Turkish B-movie “The Ottoman Lieutenant,” veteran director Joseph Ruben’s third directorial credit this century, is impure bunkum, a jumbled gloss of romance-novel grade set at the onset of the Turkish Armenian genocide. Josh Hartnett plays Jude, an American doctor dispatched to the Ottoman Empire right before World War I. Lillie (Hera Hilmar, “Da Vinci’s Demons”) is the Philadelphia nurse and archetypal historical romance-headstrong young woman who loves him So Very Much. But maybe not that much: Lillie also falls for Ismail, a lieutenant in the Ottoman Imperial Army (Michiel Huisman, “Game of Thrones”) which allows the element of a Christian in love with a Muslim to be introduced with little conflict. (“Were Adam and Eve Muslim? Were they Christian? They shared the same God!” is as deep as it gets.)
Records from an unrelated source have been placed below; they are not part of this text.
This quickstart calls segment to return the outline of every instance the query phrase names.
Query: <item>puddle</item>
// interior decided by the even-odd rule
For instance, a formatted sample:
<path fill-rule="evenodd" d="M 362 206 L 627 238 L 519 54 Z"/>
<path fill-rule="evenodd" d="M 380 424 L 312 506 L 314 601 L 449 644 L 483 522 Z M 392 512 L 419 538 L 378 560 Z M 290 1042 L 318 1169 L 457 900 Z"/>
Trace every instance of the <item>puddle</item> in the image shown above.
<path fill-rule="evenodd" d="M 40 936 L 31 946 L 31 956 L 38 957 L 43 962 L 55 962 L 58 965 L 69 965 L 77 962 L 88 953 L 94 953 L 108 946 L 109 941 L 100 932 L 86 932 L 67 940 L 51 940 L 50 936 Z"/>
Can the motions of Lillie’s love stand the Turkish point-of-view on the deaths of thousands and thousands? Can her love stand the two-hour feature treatment? Why doesn’t the story go where the drama is, along the escape routes of Armenians fleeing imminent death? That great drama, that great tragedy, is elided. As directed by veteran Ruben (“Sleeping With the Enemy,” 1991; “The Stepfather,” 1987), vistas, mounts and sunsets are displayed with fluency and standard beauty, and the battle scenes are proficiently edited. Hats and horses abound. An unlikely quote credited to Ruben in the press kit: ““It’s the kind of movie that people don’t make anymore. It’s a love story, or more precisely, a love triangle, told against the backdrop of a major cataclysmic world event in Turkey at the onset of World War I. I knew that putting those big images on the screen would be really exciting.” Sir Ben Kingsley, also a warning sign these recent years, runs Jude’s Anatolian medical mission. With Haluk Bilginer, Selçuk Yöntem. 110m. Widescreen. (Ray Pride)
“The Ottoman Lieutenant” opens Friday, March 10 at Landmark Century and other theaters.